EP45【決戦前奏】前編

「細部調整完了。関節部コネクト。魔力量及び伝達系チェック」


 俺は声に出しながら、新たな身体の状態を確認する。クルスくんが突貫工事である程度は動けるよう、S200・FDの改修を済ませてくれたのだ。


「どうですかね、スパナ様」


「良好だよ、クルスくん」


 色んなコネを使ってパーツを集めてくれたらしいが、それを一晩で組み上げ、俺に合うように調整できるクルスくんの手腕はやはりピカイチ何だろう。


 まだ、慣らしの足りない関節だから少し硬いが、その分は魔力伝達期間のスペックを底上げしてもらった。

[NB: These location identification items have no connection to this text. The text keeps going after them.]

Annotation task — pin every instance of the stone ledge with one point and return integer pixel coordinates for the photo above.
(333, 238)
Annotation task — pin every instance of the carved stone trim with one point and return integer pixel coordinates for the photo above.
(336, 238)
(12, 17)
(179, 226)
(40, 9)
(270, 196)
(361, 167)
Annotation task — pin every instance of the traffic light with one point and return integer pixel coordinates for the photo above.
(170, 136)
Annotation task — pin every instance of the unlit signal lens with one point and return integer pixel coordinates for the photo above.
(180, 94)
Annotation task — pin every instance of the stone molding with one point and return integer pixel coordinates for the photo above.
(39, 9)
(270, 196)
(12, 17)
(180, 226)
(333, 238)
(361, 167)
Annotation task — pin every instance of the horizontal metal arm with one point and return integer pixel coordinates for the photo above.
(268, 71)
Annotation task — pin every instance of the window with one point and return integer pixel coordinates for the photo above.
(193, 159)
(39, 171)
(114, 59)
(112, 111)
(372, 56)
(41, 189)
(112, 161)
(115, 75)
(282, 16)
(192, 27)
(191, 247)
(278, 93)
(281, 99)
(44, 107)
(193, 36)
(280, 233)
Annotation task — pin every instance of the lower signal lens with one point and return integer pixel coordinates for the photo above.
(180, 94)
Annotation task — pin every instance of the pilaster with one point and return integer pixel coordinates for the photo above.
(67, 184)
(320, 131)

 簡単に言えば、魔力の流れを早くしたから短いスパンで魔法を連発できるって仕組みだ。


「んじゃ、今日は一日頼むぜ」


「えぇ、僕はスパナさん専属の魔導エンジニアですから! 今日の試合が無事に終わるまで、全力でサポートしてみせます!」


 ここはパグリス中央に建造されたコロシアムの魔導人形(〈ドール〉)用の控え室だ。ただ、「控え室」というのはあくまでも名義上であり、人間の控え室のように、腰掛けるソファがあるわけでも、お茶を淹れるためのポットが備え付けられている訳でもない。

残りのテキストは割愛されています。